The opinion of the court was delivered by: Seybert, District Judge:
Pending before the Court is a petition for a writ of habeas corpus (the "Petition") brought by Petitioners Ann Miller, Mary Miller, and Daniel Miller. Of the three Petitioners, only Daniel Miller is currently incarcerated. Ann and Mary Miller join in the Petition purportedly as Daniel Miller's "next friends." In accordance with the following discussion, the Court sua sponte dismisses the Petition without prejudice to renew.
Daniel Miller is charged with criminal sexual assault and is being held at the Nassau County Correctional Center. Bail was set at one million dollars cash or, in the alternative, two million dollars bond. (Pet. ¶¶ 6, 9.) Petitioners claim that this bail is excessive in light of, among other things, the weakness of the prosecution's case (see id. ¶¶ 20-22) and Daniel's role as caregiver to his sister Ann Miller (Mary Miller Aff. ¶ 14). On the latter point, Petitioners explain that Ann is 60 years old, legally blind, and suffering from kidney failure. (Id. ¶ 7.) Daniel cares for Ann and is the only family member available to transport her to her dialysis appointments. (Id. ¶ 14.) Petitioners further explain that Daniel is a possible kidney donor for Ann (id. ¶ 9) and is also responsible for taking care of Mary Miller, his 80-year-old mother (id. ¶ 23(g)). Mary suffered a stroke and depends on Daniel for food shopping, physical assistance, and financial support. (Id.)

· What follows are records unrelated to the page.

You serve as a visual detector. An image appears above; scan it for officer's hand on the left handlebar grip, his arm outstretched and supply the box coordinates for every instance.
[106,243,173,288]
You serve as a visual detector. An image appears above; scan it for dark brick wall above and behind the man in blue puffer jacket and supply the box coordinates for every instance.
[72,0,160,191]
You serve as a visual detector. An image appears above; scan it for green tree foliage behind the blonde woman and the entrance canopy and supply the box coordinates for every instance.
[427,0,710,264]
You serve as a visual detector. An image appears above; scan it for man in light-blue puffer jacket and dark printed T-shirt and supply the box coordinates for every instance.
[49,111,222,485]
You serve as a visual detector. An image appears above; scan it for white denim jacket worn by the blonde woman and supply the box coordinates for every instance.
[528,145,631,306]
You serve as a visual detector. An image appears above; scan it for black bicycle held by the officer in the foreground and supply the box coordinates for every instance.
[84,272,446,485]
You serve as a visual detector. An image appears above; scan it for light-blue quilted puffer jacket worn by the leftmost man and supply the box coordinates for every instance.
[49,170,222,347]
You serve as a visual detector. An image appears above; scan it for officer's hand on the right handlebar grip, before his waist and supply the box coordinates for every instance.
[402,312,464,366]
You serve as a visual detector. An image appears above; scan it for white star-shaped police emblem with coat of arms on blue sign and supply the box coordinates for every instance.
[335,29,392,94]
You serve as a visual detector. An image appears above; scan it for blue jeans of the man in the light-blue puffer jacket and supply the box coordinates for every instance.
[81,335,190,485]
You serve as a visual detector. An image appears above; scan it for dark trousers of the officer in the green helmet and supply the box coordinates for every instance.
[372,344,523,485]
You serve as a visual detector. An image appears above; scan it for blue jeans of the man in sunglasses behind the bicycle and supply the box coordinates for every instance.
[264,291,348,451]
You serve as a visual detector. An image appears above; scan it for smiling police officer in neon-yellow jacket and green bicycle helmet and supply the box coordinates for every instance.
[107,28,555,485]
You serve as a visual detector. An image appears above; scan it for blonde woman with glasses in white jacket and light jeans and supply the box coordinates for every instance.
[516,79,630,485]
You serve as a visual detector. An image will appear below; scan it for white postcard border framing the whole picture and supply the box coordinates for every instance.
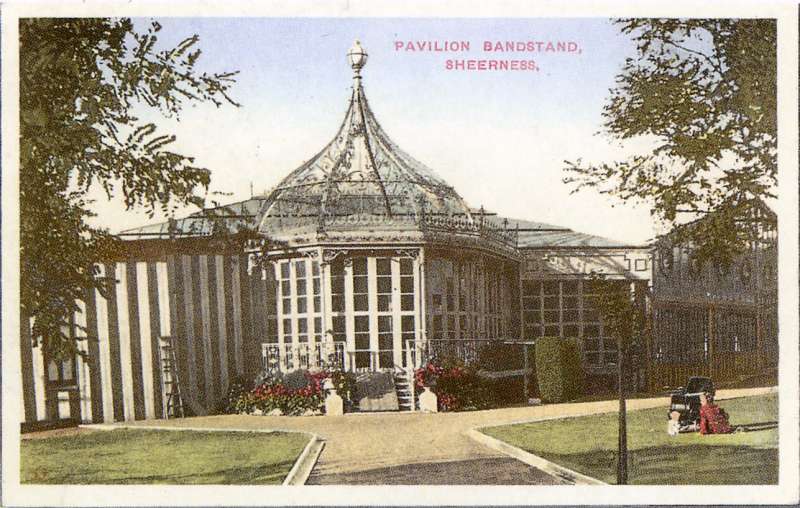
[2,0,800,506]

Petitioners filed their Petition on May 18, 2012 but did not include either the five dollar filing fee or an application to proceed in forma pauperis. The Clerk of the Court sent Petitioners a "Notice of Deficient Filing" on the same day. Petitioners paid the filing fee on May 24, 2012, and an entry memorializing the payment was docketed on June 4, 2012.
Petitioners seek habeas relief on the ground that Daniel Miller is being held on excessive bail in violation of the Eighth Amendment. Without reaching whether Mary and Ann Miller have adequately demonstrated standing as Daniel's "next friends," see Clark v. Burge, No. 06-CV-0658, 2007 WL 1199475, at *2 (W.D.N.Y. Apr. 19, 2007), the Court concludes sua sponte that Petitioners' application must be denied for failure to exhaust their claim in state court, see King v. DeMarco, No. 11-CV-2000, 2011 WL 3471548, at *1 (E.D.N.Y. Aug. 3, 2011) (dismissing an excessive bail habeas petition for failure to exhaust). Whether seeking relief under 28 U.S.C. § 2241 or § 2254, prisoners challenging their state court detention are required to exhaust state remedies before their petitions will be considered. Id. New York's Article 70--the state law habeas statute--is the vehicle for prisoners to present their Eighth Amendment excessive bail claims to a state court. See id.; Garson v. Perlman, 541 F. Supp. 2d 515, 520 (E.D.N.Y. 2008). Petitioners have not sought Article 70 relief here because, in their view, state Supreme Court justices "repeatedly decline" to disturb orders from their colleagues on the criminal court bench. (See Pet. ¶ 17B). This is not a sufficient basis for the Court to excuse the exhaustion requirement.
Based on the foregoing discussion, Petitioners' application for habeas relief is DENIED WITHOUT PREJUDICE. Petitioners may renew their application following exhaustion. At that time, if appropriate, the Court will determine whether Ann and Mary Miller have standing as Daniel's "next friends."
The Clerk of the Court is respectfully directed to mail all three Petitioners a copy of this Order and to close this case.